Телегин. Напужались… Елена Андреевна
«одного часа, говорит, не желаю жить здесь… уедем да уедем… Поживем, говорит, в
Харькове, оглядимся и тогда за вещами пришлем…». Налегке уезжают. Значит,
Марина Тимофеевна, не судьба им жить тут. Не судьба… Фатальное предопределение.
Марина. И лучше. Давеча подняли шум,
пальбу – срам один!
Телегин. Да, сюжет, достойный кисти
Айвазовского.
Марина. Глаза бы мои не глядели.
Пауза.
Опять
заживем, как было, по-старому. Утром в восьмом часу чай, в первом часу обед,
вечером – ужинать садиться; всё своим порядком, как у людей… по-христиански. (Со
вздохом.) Давно уже я, грешница, лапши не ела.
Телегин. Да, давненько у нас лапши не
готовили.
Пауза.
Давненько…
Сегодня утром, Марина Тимофеевна, иду я деревней, а лавочник мне вслед: «Эй ты,
приживал!» И так мне горько стало!
Марина. А ты без внимания, батюшка. Все мы
у бога приживалы. Как ты, как Соня, как Иван Петрович, – никто без дела не
сидит, все трудимся! Все… Где Соня?
Телегин. В саду. С доктором все ходит,
Ивана Петровича ищет. Боятся, как бы он на себя рук не наложил.
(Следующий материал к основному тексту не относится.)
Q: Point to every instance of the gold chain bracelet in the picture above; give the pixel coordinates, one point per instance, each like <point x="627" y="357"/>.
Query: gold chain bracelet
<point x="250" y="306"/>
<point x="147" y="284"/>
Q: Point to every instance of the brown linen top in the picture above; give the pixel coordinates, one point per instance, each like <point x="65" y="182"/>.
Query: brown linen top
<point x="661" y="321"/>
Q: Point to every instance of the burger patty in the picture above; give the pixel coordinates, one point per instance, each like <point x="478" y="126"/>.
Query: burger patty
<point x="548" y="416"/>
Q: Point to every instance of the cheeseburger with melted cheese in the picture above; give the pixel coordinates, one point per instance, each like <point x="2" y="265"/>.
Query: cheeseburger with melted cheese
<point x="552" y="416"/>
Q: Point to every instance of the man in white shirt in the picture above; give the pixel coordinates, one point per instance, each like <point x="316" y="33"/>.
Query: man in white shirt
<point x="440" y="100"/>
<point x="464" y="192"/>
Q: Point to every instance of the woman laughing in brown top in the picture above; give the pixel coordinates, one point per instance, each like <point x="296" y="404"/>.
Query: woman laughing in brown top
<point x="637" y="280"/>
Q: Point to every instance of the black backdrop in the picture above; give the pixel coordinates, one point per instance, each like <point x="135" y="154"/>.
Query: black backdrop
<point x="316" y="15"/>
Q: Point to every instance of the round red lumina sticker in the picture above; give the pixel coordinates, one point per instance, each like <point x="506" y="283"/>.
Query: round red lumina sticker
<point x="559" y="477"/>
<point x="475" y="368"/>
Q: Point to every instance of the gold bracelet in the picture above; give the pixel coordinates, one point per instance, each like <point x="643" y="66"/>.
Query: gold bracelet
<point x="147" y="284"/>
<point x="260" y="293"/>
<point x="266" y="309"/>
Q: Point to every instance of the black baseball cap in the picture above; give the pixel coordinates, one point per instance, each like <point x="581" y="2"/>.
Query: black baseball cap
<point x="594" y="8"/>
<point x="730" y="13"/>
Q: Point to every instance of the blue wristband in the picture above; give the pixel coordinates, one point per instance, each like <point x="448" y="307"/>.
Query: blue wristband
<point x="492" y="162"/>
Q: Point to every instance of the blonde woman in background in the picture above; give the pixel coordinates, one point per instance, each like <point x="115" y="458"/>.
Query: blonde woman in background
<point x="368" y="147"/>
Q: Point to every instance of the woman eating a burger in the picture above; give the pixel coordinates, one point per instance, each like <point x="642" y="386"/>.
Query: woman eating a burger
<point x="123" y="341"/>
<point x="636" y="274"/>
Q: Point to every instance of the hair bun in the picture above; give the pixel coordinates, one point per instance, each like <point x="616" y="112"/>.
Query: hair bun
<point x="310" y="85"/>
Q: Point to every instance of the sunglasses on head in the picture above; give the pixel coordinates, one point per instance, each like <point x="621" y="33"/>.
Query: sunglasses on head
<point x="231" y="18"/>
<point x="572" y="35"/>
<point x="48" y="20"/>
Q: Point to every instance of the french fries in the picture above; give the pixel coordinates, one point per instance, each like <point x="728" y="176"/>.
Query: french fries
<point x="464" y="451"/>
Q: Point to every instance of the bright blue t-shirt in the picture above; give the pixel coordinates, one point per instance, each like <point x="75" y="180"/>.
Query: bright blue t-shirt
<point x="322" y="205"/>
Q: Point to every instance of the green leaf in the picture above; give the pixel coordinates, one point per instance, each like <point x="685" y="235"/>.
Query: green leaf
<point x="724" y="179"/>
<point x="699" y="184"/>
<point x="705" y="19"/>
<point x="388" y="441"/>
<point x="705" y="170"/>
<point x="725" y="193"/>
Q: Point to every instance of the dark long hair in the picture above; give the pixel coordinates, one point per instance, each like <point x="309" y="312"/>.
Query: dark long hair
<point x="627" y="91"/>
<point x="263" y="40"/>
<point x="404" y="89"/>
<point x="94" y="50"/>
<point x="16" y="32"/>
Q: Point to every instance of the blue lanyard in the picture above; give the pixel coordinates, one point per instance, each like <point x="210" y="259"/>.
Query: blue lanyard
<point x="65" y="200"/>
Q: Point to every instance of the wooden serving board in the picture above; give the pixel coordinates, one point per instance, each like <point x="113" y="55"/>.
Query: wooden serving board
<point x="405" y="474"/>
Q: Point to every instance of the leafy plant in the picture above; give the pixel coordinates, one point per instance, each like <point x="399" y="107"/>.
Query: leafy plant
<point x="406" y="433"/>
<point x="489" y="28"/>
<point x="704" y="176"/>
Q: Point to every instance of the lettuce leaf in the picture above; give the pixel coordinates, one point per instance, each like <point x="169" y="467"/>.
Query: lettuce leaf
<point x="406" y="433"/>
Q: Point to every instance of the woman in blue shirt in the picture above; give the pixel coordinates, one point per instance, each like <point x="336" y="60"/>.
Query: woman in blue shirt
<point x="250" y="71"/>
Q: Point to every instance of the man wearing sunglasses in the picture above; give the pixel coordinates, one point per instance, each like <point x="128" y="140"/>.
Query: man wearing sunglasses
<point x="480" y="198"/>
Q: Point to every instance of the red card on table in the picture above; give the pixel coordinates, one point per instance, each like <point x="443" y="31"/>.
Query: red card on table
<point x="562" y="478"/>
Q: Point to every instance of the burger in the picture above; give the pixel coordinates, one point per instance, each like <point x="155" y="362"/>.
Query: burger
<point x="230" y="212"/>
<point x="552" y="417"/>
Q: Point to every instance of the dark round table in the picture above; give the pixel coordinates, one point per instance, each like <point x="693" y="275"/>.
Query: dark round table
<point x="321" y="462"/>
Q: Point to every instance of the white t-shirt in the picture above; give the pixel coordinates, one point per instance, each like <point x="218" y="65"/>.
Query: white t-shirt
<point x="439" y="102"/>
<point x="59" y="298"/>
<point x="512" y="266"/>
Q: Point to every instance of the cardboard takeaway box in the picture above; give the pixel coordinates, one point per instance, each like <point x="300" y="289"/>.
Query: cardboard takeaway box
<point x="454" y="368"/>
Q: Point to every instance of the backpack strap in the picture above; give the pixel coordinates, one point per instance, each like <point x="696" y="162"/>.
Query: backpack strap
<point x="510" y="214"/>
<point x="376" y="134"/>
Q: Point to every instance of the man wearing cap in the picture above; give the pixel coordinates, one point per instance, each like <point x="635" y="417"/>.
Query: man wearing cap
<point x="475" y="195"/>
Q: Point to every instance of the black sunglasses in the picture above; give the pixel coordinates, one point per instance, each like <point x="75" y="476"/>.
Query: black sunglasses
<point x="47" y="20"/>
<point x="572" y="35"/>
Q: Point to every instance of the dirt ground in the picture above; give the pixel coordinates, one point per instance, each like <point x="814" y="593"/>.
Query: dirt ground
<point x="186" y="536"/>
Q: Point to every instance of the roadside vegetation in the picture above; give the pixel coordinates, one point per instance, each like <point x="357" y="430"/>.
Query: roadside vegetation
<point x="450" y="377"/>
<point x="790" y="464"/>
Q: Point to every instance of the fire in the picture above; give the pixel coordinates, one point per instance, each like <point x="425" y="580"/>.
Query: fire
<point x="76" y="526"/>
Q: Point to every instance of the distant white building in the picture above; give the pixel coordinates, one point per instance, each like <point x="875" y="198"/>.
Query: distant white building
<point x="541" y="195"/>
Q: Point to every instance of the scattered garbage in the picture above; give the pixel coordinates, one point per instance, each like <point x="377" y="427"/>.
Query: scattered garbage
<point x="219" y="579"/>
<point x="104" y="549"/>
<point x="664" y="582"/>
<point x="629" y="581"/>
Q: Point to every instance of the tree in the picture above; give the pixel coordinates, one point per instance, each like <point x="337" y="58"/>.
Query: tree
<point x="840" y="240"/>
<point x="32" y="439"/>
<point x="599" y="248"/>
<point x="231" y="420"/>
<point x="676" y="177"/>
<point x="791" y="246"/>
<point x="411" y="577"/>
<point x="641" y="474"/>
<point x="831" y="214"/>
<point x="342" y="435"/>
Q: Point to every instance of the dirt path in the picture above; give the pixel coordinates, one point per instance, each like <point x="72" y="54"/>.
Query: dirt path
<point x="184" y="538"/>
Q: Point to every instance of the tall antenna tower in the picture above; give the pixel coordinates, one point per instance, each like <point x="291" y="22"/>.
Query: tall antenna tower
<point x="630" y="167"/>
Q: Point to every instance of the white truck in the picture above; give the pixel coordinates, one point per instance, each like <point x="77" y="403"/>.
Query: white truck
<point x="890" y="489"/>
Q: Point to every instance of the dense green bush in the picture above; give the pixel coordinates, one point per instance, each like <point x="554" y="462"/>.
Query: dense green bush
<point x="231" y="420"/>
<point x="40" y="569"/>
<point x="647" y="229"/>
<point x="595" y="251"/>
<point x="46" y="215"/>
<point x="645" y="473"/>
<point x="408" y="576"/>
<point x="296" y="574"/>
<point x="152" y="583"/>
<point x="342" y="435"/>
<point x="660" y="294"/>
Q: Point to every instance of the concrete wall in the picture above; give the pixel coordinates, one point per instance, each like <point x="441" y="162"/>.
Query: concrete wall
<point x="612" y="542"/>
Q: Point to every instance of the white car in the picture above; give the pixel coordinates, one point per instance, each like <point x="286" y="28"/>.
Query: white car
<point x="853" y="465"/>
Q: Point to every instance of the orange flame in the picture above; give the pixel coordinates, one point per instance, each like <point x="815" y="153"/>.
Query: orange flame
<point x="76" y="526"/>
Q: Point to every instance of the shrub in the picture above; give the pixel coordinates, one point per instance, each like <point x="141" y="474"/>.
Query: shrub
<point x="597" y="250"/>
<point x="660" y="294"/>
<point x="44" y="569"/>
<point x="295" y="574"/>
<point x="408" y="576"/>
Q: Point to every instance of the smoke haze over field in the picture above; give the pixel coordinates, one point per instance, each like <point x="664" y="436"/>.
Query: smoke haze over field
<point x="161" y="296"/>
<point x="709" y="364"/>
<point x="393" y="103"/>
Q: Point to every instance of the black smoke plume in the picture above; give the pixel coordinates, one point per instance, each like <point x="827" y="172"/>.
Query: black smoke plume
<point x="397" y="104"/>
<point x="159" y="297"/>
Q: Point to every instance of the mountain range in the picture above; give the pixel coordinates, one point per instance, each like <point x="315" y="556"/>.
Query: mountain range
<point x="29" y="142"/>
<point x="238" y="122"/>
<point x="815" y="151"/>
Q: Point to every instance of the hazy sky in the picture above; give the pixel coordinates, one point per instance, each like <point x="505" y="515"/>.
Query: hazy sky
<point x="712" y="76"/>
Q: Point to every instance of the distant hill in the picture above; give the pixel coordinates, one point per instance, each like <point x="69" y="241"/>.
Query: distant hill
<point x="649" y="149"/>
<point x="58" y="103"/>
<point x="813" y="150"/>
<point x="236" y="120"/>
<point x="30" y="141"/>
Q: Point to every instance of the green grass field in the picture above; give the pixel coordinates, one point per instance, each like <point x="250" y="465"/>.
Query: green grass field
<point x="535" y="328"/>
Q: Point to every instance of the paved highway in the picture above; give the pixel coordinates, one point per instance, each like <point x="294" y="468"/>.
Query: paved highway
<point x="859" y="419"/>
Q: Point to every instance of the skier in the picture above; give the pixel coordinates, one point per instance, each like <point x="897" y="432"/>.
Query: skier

Марина. А где его пистолет?
Телегин
(шепотом). Я в погребе спрятал!
Марина
(с усмешкой). Грехи!
Входят
со двора Войницкий и Астров.
Войницкий. Оставь меня. (Марине и
Телегину.) Уйдите отсюда, оставьте меня одного хоть на один час! Я не
терплю опеки.
Телегин. Сию минуту, Ваня. (Уходит на
цыпочках.)
Марина. Гусак: го-го-го! (Собирает
шерсть и уходит.)
Войницкий. Оставь меня!
Астров. С большим удовольствием, мне
давно уже нужно уехать отсюда, но, повторяю, я не уеду, пока ты не возвратишь
того, что взял у меня.
Войницкий. Я у тебя ничего не брал.
Астров. Серьезно говорю – не задерживай.
Мне давно уже пора ехать.
Войницкий. Ничего я у тебя не брал.
Оба
садятся.
Астров. Да? Что ж, погожу еще немного, а
потом, извини, придется употребить насилие. Свяжем тебя и обыщем. Говорю это
совершенно серьезно.
Войницкий. Как угодно.
Пауза.
Разыграть
такого дурака: стрелять два раза и ни разу не попасть! Этого я себе никогда не
прощу!
Астров. Пришла охота стрелять, ну и
палил бы в лоб себе самому.
Войницкий
(пожав
плечами). Странно.
Я покушался на убийство, а меня не арестовывают, не отдают под суд. Значит,
считают меня сумасшедшим. (Злой смех.) Я – сумасшедший, а не сумасшедшие
те, которые под личиной профессора, ученого мага, прячут свою бездарность, тупость,
свое вопиющее бессердечие. Не сумасшедшие те, которые выходят за стариков и
потом у всех на глазах обманывают их. Я видел, видел, как ты обнимал ее!
Астров. Да-с, обнимал-с, а тебе вот. (Делает
нос.)
Войницкий
(глядя на
дверь). Нет,
сумасшедшая земля, которая еще держит вас!
Астров. Ну, и глупо.
Войницкий. Что ж, я – сумасшедший,
невменяем, я имею право говорить глупости.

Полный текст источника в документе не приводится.